Судьба Запределья не волновала Предателя. Не волновали его и цитадель Адского Пламени, и резервуар Кривого Клыка. Разве что в качестве вех на пути к главной цели.
Вандель видел то, что упускали из виду прочие советники: дальше Иллидан ничего и не планировал. Он стоял на краю великой бездны, собираясь броситься во тьму. Все, что происходило – взятие крепостей, прибытие Альянса и Орды, – было для него делом второстепенным. Вандель знал: несмотря ни на что, в ближайшие месяцы все это пойдет прахом. Не выживет никто. И неважно, пойдут иллидари за владыкой или останутся в Запределье воевать с Легионом или Альянсом и Ордой – погибнут все. Главное – чтобы смерть не была напрасной. И если сказанное Иллиданом хоть сколько-нибудь правдиво, тогда и думать нечего.
Вандель коснулся амулета, который так давно сделал для сына, Хариэля. Он пошел за Иллиданом с одной целью – отомстить Пылающему Легиону. И пойдет до конца, даже если ему предстоит умереть.
Было видно, что остальные охотники на демонов приняли то же решение. Эльфы крови, похоже, традиционно думали, как бы обратить ситуацию в свою пользу.
Вандель приготовился последовать за Иллиданом, что бы ни случилось.
Предатель в зале совета зябко обхватил себя крыльями. Сделал девять шагов и развернулся, а почувствовав на себе чужой взгляд, выпрямился, расправил крылья и скрестил на груди руки. Двери закрылись, и Вандель понял: даже хозяин, и тот сомневается.
Опустевший зал совета казался просторнее, а в абсолютной тишине он и вовсе напоминал склеп. Иллидан подошел к столу и посмотрел на захваченные врагом крепости: каждая из опрокинутых резных фигурок означала тысячи смертей, реки крови. А ведь он уже давно перестал следить за подобными вещами. В игре, которую вел Предатель, десятки тысяч потерянных жизней были малой ценой.
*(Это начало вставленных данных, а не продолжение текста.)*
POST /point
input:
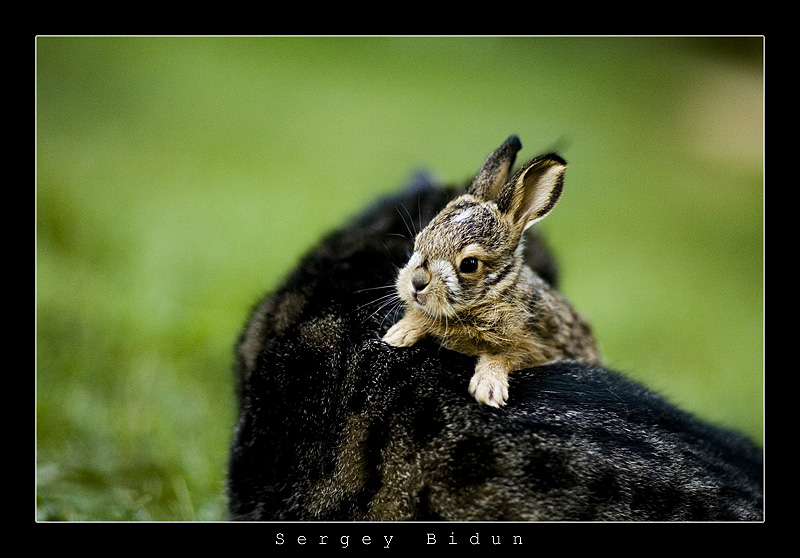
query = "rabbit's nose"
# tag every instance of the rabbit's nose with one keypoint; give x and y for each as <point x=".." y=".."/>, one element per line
<point x="420" y="279"/>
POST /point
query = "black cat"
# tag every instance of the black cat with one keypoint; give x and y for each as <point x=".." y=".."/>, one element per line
<point x="335" y="424"/>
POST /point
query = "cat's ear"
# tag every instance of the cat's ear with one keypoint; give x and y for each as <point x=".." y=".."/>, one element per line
<point x="533" y="191"/>
<point x="495" y="170"/>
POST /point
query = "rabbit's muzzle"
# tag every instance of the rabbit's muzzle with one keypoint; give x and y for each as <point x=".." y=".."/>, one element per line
<point x="420" y="280"/>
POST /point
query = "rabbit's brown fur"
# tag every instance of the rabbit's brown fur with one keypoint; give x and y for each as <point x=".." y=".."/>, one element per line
<point x="466" y="284"/>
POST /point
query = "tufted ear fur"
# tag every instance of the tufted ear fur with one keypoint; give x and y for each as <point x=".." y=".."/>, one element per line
<point x="533" y="191"/>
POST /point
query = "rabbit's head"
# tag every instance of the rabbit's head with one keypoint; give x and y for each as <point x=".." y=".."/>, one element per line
<point x="471" y="252"/>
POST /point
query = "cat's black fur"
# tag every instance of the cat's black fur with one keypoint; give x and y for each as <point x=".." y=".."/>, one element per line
<point x="337" y="425"/>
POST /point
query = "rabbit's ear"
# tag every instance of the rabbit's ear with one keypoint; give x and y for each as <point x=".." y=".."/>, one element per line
<point x="533" y="191"/>
<point x="495" y="170"/>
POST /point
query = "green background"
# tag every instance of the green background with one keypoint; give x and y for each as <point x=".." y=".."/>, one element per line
<point x="180" y="178"/>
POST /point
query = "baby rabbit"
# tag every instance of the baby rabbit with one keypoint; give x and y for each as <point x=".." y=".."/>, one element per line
<point x="466" y="284"/>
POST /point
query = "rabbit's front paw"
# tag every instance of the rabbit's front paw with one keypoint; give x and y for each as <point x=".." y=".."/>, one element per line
<point x="489" y="383"/>
<point x="403" y="334"/>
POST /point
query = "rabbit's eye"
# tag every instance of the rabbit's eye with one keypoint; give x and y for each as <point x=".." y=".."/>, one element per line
<point x="468" y="265"/>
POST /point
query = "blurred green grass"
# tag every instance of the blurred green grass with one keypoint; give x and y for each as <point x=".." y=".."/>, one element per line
<point x="178" y="179"/>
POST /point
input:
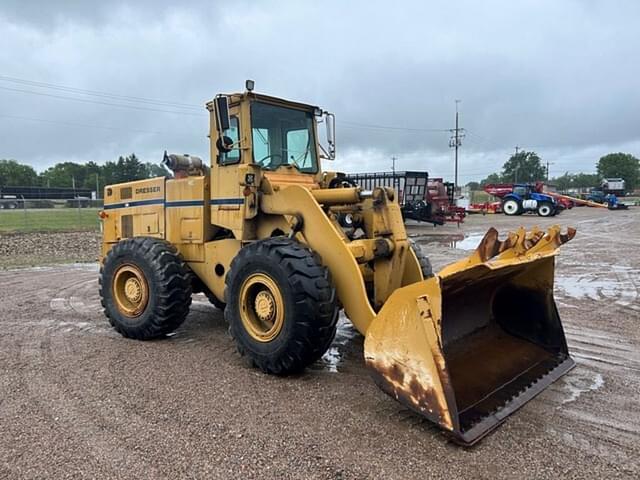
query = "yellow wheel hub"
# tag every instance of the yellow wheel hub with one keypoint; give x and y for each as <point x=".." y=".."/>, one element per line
<point x="130" y="290"/>
<point x="261" y="307"/>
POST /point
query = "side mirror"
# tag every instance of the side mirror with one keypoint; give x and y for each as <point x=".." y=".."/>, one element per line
<point x="222" y="113"/>
<point x="224" y="144"/>
<point x="331" y="134"/>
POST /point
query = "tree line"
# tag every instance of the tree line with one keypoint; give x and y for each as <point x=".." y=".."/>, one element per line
<point x="528" y="167"/>
<point x="78" y="175"/>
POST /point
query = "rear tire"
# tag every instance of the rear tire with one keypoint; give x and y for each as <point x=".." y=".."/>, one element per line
<point x="511" y="207"/>
<point x="281" y="305"/>
<point x="145" y="288"/>
<point x="545" y="209"/>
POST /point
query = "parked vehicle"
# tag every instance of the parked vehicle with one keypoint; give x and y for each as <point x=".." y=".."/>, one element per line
<point x="614" y="186"/>
<point x="523" y="198"/>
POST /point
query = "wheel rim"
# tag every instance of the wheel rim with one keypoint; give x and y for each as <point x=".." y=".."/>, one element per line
<point x="261" y="307"/>
<point x="130" y="290"/>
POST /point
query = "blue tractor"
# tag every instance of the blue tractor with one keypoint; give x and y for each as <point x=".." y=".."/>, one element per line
<point x="524" y="198"/>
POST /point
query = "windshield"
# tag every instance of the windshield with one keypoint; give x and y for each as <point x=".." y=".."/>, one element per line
<point x="283" y="136"/>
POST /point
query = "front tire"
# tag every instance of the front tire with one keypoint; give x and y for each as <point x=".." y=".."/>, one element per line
<point x="281" y="305"/>
<point x="145" y="288"/>
<point x="511" y="207"/>
<point x="545" y="209"/>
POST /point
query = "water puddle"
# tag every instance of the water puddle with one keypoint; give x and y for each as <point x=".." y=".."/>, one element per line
<point x="577" y="384"/>
<point x="332" y="358"/>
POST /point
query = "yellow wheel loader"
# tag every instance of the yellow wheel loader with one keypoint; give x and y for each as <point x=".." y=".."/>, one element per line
<point x="282" y="246"/>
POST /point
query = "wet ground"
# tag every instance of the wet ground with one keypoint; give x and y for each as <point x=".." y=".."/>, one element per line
<point x="79" y="401"/>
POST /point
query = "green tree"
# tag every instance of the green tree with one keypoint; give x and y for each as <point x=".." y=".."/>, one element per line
<point x="523" y="167"/>
<point x="65" y="174"/>
<point x="620" y="165"/>
<point x="14" y="174"/>
<point x="130" y="168"/>
<point x="492" y="178"/>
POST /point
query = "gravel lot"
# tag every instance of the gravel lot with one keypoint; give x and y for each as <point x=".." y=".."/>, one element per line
<point x="79" y="401"/>
<point x="37" y="249"/>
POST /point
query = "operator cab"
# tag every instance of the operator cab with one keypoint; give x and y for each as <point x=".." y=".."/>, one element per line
<point x="268" y="132"/>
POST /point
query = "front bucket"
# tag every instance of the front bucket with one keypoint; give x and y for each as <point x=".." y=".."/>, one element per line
<point x="471" y="345"/>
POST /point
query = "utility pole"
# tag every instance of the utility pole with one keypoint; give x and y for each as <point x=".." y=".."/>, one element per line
<point x="393" y="171"/>
<point x="548" y="163"/>
<point x="455" y="142"/>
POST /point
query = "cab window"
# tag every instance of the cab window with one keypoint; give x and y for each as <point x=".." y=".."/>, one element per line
<point x="233" y="132"/>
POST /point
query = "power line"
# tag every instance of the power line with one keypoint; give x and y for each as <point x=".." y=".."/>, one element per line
<point x="83" y="125"/>
<point x="349" y="124"/>
<point x="87" y="100"/>
<point x="113" y="96"/>
<point x="456" y="142"/>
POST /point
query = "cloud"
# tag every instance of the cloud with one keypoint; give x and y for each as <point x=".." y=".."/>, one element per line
<point x="555" y="77"/>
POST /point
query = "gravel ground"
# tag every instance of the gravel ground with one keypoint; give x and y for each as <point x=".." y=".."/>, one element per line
<point x="37" y="249"/>
<point x="79" y="401"/>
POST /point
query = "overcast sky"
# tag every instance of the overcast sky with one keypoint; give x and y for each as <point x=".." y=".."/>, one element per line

Когда-то давно подобные потери еще обеспокоили бы его. Головой он это понимал, однако сердце оставалось глухо; он не испытывал даже тени былых чувств, и это его тревожило. Иллидан так долго подавлял в себе сомнения, заставлял себя беспокоиться лишь о том, что касается его войны. И вот, стоя в пустом зале совета, он слышал только эхо умолкших голосов.
И Вандель, и Акама не зря сомневались: вполне возможно, Иллидан не прав. Вполне возможно, его не зря называют безумцем. Он взял со стола вырезанную из кости копытня фигурку орка и повертел ее в пальцах. Сколько орков Скверны он без раздумий отправил на бойню? При необходимости Иллидан мог назвать точное число: его память чародея вмещала списки всех воинов. Но смысл был не в этом.
Он почти забыл, что охотники на демонов одной с ним крови, что они ему ближе других иллидари. Предатель шел дорогами, которые отдалили его от родного племени. Он десять тысяч лет провел в заточении, в темнице, где рядом были только Майев и Стражи, да и те с ним почти не общались. Десять тысяч лет в одиночестве, наедине с собственными мыслями, планами и видениями. Десять тысяч лет он лелеял темные мысли, пробуя на прочность оковы, которые никак не мог разорвать, – пока, наконец, Тиранда его не освободила. Иллидан подумал, что пора бы навестить Майев и осуществить часть заслуженного ею наказания.
Раздавив фигурку орка, он швырнул ее на стол. Не время было отвлекаться. Надвигалась война. Тут же шевельнулся червячок сомнения и принялся грызть его изнутри: что если он ошибся? Что если просчитался? Видения – не обязательно достоверны. Возможно, есть иной путь, а Иллидан его проглядел. Возможно, он слеп и не видит пути, который может привести к победе без стольких жертв. Предатель искал и искал, но не находил его, однако это еще не значило, что такого пути не существует вовсе.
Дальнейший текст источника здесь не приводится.